Business planning typically starts with looking at revenue expectations over the next 18 or 24 months, by product family and by type of customer. You look at variable costs, gross margin, and contribution margin. Then you look at your fixed costs. From these inputs, you look at your cost structure, and whether you have any planned strategic initiatives that impact your fixed-cost base. What are your staffing plans and your expected product mix? How does production capacity need to change to satisfy demand? And then, how do you expect A/R and A/P to link with those projected changes in operations?

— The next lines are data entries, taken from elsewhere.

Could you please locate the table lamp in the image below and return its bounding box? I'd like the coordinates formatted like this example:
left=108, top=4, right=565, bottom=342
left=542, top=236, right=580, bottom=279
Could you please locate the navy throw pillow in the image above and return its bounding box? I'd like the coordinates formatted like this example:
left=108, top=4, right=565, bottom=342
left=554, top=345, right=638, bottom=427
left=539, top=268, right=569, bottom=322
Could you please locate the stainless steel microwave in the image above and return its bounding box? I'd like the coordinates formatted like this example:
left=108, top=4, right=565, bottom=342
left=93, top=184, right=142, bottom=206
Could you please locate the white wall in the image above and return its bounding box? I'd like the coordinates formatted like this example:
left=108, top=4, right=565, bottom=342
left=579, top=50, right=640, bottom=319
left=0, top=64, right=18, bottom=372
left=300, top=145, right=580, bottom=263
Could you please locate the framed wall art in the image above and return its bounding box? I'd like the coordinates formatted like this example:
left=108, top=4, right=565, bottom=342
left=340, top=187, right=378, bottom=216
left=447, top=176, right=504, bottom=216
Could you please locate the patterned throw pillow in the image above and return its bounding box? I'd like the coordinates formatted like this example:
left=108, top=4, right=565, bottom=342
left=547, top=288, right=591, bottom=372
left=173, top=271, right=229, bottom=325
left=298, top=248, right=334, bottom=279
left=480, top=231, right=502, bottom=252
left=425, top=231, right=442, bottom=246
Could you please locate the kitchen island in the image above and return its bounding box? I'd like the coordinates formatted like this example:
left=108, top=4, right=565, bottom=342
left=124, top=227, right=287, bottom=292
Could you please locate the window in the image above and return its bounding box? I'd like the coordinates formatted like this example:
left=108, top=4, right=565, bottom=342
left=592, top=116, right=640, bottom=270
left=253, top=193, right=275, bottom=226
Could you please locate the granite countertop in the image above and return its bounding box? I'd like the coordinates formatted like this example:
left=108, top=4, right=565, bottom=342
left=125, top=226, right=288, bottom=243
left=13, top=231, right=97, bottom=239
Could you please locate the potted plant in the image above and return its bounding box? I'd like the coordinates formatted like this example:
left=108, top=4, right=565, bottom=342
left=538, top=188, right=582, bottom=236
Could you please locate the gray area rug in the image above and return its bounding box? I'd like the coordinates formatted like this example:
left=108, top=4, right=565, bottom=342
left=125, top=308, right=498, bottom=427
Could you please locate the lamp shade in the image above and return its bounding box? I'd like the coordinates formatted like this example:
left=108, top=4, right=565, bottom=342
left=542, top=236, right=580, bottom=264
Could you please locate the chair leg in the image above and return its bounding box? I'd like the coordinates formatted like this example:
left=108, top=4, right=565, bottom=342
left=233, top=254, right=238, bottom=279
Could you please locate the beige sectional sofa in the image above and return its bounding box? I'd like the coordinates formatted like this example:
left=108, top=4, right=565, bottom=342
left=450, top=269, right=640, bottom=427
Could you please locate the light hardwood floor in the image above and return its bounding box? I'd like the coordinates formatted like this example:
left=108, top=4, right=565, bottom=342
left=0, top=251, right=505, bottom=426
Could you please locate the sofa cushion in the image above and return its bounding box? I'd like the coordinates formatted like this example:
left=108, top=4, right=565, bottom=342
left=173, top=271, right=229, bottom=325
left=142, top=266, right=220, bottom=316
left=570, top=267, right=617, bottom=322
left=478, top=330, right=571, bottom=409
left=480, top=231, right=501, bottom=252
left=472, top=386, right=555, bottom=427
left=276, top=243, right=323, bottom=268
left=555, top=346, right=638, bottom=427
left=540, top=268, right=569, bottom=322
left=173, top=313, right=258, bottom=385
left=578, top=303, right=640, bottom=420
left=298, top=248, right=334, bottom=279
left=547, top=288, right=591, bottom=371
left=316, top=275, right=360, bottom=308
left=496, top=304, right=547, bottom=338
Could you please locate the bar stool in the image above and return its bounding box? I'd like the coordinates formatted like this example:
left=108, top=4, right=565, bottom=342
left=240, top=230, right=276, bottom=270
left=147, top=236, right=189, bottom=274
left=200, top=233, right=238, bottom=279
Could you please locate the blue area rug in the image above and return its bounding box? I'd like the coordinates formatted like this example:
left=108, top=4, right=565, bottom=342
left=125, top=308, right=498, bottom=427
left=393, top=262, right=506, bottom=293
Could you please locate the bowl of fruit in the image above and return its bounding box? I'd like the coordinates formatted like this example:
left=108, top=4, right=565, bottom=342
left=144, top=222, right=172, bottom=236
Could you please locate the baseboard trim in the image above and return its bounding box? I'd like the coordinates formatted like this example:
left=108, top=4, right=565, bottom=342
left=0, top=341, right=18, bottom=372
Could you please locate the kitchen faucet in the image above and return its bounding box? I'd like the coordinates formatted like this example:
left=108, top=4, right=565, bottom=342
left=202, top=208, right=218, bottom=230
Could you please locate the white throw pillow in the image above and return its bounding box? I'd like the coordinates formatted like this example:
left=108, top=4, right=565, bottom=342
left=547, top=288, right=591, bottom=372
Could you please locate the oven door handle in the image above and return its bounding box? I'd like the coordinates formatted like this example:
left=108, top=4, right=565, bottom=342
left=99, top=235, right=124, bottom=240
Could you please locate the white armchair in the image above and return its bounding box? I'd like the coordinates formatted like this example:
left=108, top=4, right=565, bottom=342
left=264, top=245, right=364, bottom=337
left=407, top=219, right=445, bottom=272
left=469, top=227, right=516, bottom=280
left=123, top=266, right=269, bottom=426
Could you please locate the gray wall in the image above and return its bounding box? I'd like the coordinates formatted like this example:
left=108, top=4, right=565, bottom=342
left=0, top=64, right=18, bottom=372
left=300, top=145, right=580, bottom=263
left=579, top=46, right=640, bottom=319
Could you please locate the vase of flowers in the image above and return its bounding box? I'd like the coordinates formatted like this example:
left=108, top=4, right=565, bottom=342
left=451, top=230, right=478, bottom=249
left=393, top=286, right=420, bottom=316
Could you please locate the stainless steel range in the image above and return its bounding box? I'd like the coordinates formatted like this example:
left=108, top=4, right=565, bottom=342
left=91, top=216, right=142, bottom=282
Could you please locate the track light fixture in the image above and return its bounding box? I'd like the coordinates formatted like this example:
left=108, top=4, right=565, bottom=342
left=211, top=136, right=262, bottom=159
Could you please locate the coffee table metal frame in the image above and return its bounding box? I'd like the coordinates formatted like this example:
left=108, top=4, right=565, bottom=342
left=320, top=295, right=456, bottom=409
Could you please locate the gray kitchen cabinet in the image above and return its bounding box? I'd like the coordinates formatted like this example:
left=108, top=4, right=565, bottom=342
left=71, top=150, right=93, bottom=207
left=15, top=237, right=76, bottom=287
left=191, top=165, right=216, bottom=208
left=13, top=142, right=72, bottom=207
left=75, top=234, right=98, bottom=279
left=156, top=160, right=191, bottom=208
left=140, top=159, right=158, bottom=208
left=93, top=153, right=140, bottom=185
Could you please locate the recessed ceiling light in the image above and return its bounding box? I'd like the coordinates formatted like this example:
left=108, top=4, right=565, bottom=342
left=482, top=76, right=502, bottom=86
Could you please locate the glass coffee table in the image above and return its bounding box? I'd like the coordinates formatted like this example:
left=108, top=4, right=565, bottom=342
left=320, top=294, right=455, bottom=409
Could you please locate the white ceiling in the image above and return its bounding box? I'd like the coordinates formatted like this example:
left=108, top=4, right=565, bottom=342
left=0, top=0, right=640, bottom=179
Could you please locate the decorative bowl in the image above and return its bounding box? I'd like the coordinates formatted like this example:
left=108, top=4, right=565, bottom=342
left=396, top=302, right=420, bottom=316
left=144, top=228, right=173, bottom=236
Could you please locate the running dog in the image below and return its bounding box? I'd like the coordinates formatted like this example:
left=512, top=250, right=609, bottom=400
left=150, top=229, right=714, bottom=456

It’s also important to look toward the future and forecast risks. Not just credit risks, but also supply chain risks. A lot of companies experienced disruptions this year in their overseas supply chains. In some cases, that resulted in increased lead times. In other cases, they simply couldn’t get the raw materials or product components from their previous suppliers.
So, now companies need to include in their planning processes a view on what risks they face if cross-border trade restrictions come up. Also, how might delays in delivery or travel restrictions with China or other countries impact production? There was even a period where we thought the novel coronavirus stuck on surfaces, and products might have to spend time in quarantine.
Obviously, for all of these reasons, alternative sources of supply are important. Companies should also keep in mind how their actions might influence the ability of suppliers to stay in business. As I described before, large businesses that see a smaller supplier at risk of insolvency might be smart to pay earlier, just to keep that line of supply open.
T&R: What about supply chain financing? Is that something companies are pursuing?
GU: It is. It’s a growing trend and a pretty big issue for some of these companies. Supply chain finance has been growing in parallel with the overall increase in companies’ debt balance.
For investment-grade companies, there are a lot of opportunities right now to pull DPO, DSO, and DIO levers to improve working capital. Our 2020 annual working capital survey revealed that the value of the total working capital opportunity for the 1,000 largest publicly listed non-financial companies in the United States is $1.3 trillion. That is huge, and it is something companies should be looking at as access to credit begins to tighten.